At first, this new road was more challenging to drive on because it wasn't familiar. But the more I've done it, the smoother it gets. Now it's like a paved road and we've even got some stoplights and street signs on it because we use it so often.

So what is it for you? What new road would you like to build inside your mind? What destination are you tired of getting to? And where would you like to go instead? Your brain can build new roads. Let me just say though, that if you wanna give this a try, keep the 2190 rule in mind. It will probably take you around 21 days of consistently believing something new to really make it a habit.

So if you just think a new thought one time or two times or five times, and then give up when a big old tree hits you in the face, you'll probably go back to your old road, your old way of thinking, because the path is more paved and it will feel easier and more comfortable to you. If you wanna be successful at building a new road inside your mind, plan to be unsuccessful at it at least 100 times. And this might sound crazy, but think about it.

Kids don't learn how to eat or walk or ride a bike by doing it once. They do it again and again and again, but eventually they can not only walk, but they can run and then play soccer and then do flips on the trampoline, right? So it's totally possible for your brain to build new roads. And it's totally worth it to stick with a new belief long enough to flatten out a new pathway.

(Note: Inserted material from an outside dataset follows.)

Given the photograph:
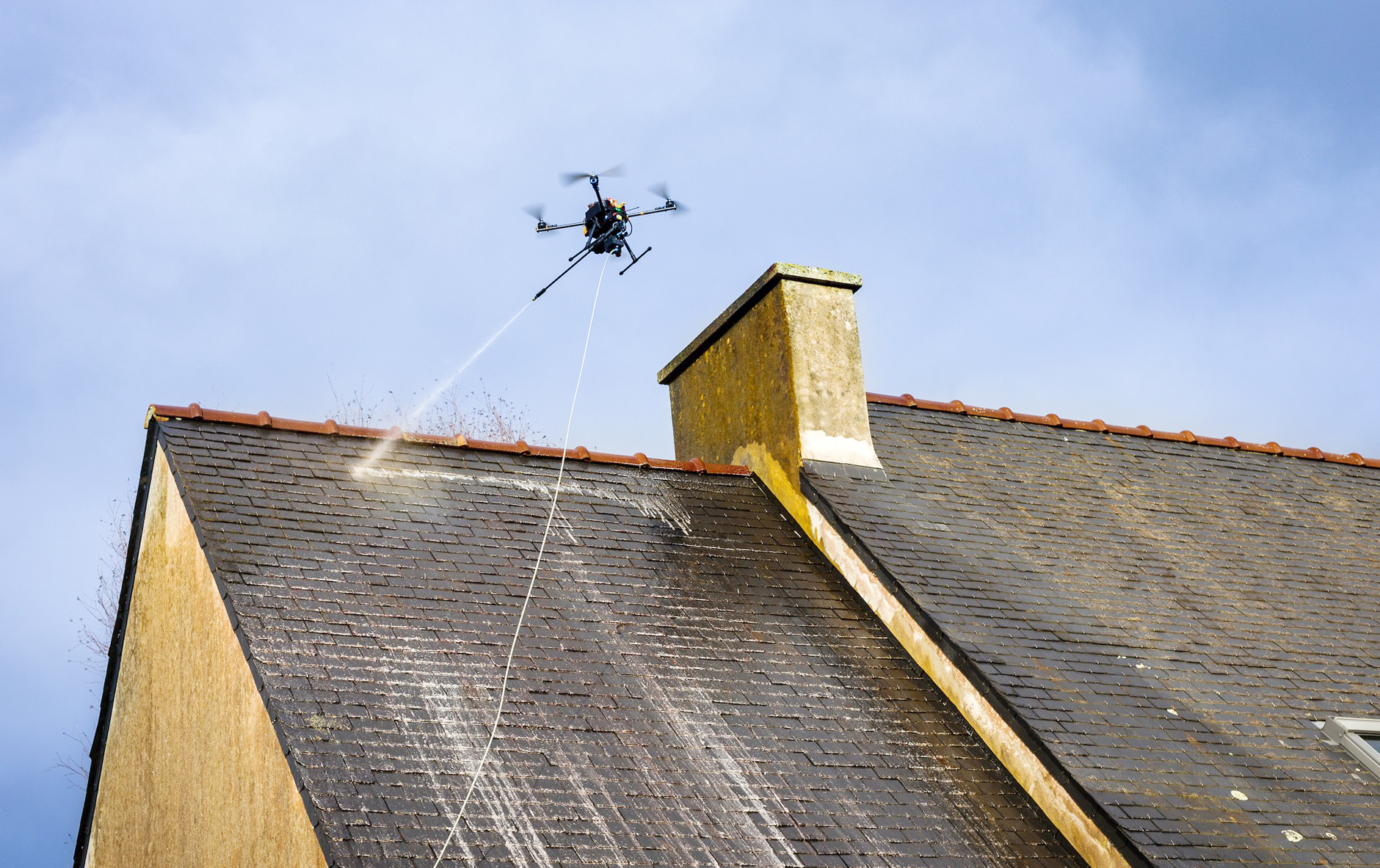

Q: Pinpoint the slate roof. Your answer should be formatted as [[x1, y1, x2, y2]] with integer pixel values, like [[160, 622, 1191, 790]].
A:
[[153, 415, 1081, 867], [805, 399, 1380, 865]]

But just understand that to make it a habit, it will take around 21 days. And to integrate the new belief into a more permanent lifestyle change that comes automatically without you having to remind your brain, that will take more like three months. Like me getting used to my van being parked in the driveway.

So stick with it. Be okay with tripping over some vines and getting some scrapes or bumps as you're bushwhacking the new trail. The price of the new destination is some discomfort, some uncertainty, maybe even some discouragement.

But if you're willing to pay that price, it will be so worth it in the end to have a new road that goes somewhere awesome. If you wanna think new thoughts about yourself and what you're capable of, you can. If you wanna think new thoughts about someone else, a spouse or kids or someone that's hard for you to love, you can.

If you wanna build a new road inside your mind that doesn't lead to self-doubt and insecurity, but instead leads to confidence and a sound mind, you can. And I'd love to help you. Go to emilyrickscoaching.com forward slash mini session to schedule a free mini session with me and I'll show you how to train your brain to build a new road.

I'm not gonna lie, it does take some effort, but it's also really fun and incredibly rewarding. In the words of Dr. Seuss, you have brains in your head, you have feet in your shoes. You can steer yourself any direction you choose.

So be your name Buxbaum or Bixby or Bray or Mordecai, Ali, Van Allen, O'Shea, you're off to great places. Today is your day. Your mountain is waiting.

So get on your way. I want you to know that your brain can build new roads to wherever you wanna go, my friend. Maybe it's time to head somewhere new.